Feb 11, 2013

Pope Benedict XVI Resigns

Crossposted from Reflections Journal.

Buy at Art.comWrote His Holiness Pope Benedict XVI:

Dear Brothers,

I have convoked you to this Consistory, not only for the three canonizations, but also to communicate to you a decision of great importance for the life of the Church. After having repeatedly examined my conscience before God, I have come to the certainty that my strengths, due to an advanced age, are no longer suited to an adequate exercise of the Petrine ministry. I am well aware that this ministry, due to its essential spiritual nature, must be carried out not only with words and deeds, but no less with prayer and suffering. However, in today's world, subject to so many rapid changes and shaken by questions of deep relevance for the life of faith, in order to govern the bark of Saint Peter and proclaim the Gospel, both strength of mind and body are necessary, strength which in the last few months, has deteriorated in me to the extent that I have had to recognize my incapacity to adequately fulfill the ministry entrusted to me. For this reason, and well aware of the seriousness of this act, with full freedom I declare that I renounce the ministry of Bishop of Rome, Successor of Saint Peter, entrusted to me by the Cardinals on 19 April 2005, in such a way, that as from 28 February 2013, at 20:00 hours, the See of Rome, the See of Saint Peter, will be vacant and a Conclave to elect the new Supreme Pontiff will have to be convoked by those whose competence it is.

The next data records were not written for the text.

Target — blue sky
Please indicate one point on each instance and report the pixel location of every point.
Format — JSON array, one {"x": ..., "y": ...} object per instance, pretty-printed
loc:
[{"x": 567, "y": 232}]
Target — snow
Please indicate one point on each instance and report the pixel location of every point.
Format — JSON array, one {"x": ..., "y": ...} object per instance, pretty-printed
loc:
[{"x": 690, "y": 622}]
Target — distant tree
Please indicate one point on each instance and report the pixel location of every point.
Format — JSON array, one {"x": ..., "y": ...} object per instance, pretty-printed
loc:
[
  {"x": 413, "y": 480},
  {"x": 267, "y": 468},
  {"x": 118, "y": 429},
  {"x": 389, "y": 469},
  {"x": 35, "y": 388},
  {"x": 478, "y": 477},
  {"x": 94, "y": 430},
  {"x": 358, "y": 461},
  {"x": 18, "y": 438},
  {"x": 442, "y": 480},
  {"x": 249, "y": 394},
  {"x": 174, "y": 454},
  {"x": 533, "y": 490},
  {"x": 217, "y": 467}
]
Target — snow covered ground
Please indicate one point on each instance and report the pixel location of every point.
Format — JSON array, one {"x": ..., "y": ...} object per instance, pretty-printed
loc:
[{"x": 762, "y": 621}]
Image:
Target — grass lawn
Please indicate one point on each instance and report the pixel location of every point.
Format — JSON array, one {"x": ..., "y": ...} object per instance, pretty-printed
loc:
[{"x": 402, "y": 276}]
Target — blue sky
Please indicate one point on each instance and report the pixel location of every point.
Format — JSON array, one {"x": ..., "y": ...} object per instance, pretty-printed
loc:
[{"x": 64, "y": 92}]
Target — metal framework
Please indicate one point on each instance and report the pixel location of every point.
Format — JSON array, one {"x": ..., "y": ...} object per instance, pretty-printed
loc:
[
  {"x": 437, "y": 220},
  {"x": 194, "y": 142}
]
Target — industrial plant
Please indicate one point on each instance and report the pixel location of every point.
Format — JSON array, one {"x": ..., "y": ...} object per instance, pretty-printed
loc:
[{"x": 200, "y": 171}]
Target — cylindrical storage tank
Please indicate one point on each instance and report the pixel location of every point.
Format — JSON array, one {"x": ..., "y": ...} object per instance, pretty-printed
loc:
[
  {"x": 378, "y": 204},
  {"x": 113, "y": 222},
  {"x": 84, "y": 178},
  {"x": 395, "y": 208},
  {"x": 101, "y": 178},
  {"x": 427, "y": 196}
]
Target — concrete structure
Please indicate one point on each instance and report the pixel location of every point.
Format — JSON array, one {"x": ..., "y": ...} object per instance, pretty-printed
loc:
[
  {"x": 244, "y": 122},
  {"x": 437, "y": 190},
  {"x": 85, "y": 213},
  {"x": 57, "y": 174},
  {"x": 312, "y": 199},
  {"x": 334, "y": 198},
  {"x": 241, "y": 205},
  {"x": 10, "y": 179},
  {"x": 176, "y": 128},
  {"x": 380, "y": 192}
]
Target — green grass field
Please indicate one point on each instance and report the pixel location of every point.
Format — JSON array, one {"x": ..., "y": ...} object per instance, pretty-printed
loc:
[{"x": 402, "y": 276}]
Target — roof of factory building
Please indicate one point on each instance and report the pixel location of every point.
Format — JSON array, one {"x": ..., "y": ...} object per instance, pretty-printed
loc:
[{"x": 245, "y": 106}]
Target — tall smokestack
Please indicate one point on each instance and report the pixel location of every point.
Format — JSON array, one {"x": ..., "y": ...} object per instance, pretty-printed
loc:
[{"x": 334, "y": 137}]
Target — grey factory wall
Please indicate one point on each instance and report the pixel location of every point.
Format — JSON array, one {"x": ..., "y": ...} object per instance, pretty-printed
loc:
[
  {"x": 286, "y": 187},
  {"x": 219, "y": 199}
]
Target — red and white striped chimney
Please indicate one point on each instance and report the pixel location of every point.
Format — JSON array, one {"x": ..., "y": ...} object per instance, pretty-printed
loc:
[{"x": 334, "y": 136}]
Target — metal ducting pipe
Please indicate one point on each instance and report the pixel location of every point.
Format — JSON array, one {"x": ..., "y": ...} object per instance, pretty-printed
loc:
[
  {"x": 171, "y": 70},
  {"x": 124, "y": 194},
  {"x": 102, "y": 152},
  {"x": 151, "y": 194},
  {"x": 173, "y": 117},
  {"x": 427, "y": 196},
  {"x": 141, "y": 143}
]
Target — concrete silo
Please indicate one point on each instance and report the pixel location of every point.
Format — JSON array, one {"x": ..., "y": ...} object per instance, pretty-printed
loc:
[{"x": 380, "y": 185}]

Dear Brothers, I thank you most sincerely for all the love and work with which you have supported me in my ministry and I ask pardon for all my defects. And now, let us entrust the Holy Church to the care of Our Supreme Pastor, Our Lord Jesus Christ, and implore his holy Mother Mary, so that she may assist the Cardinal Fathers with her maternal solicitude, in electing a new Supreme Pontiff. With regard to myself, I wish to also devotedly serve the Holy Church of God in the future through a life dedicated to prayer.

From the Vatican, 10 February 2013


Well. I'm stunned.

I think it goes without saying that it is highly unusual for a pope to resign due to health concerns. It's  especially baffling after having witnessed the final years of Pope John Paul II. Popes resign for political reasons. The last such resignation took place just shy of 600 years ago. And that was to reunify a divided Church.

The last pope to resign was Gregory XII in 1415. He did so to end a civil war within the church in which more than one man claimed to be pope.

There's only been a handful of resignations and most are shrouded in the mystery of time. Here's a rundown. I can't help noticing that one of them was Pope Benedict IX who was paid to resign in the wake of an outrageously scandalous reign.

So, is anybody buying this? Call me cynical, but I'm just not. In fairness, he did apparently foreshadow the possibility in 2010. He seems relatively spry to me, and appears to still have all his buttons, but who knows. Could be things we just don't know, as yet. Obviously the other stock excuse for political resignation -- wanting to spend more time with the family -- wasn't gonna fly.

While I eagerly await more details to dribble out of the increasingly porous Vatican, I can't help thinking about where this puts us in terms of prophecies that have already demonstrated themselves to be tantalizingly accurate. Pope Benedict, himself, ominously alluded to the Fatima prophecy, when he linked the suffering of the Church with its own self-inflicted wounds -- the mishandling of the sex abuse crisis -- and called for penitence.

According to the prevailing interpretation of St. Malachy's Prophecy, this is the second to last pope, so his premature departure is even more shocking. What strikes me this morning, looking at the timeline, is the freestanding line between the second to the last and the last pope.

In the extreme persecution of the Holy Roman Church, there will sit.

That's a little on the nose.

And then, under Peter the Roman, who will be the next pope under this interpretation, Rome, the city of seven hills, is destroyed in the final judgment -- some say of the Church, some say of the world.

Just a reminder, the word apocalypse means, revealing what is hidden.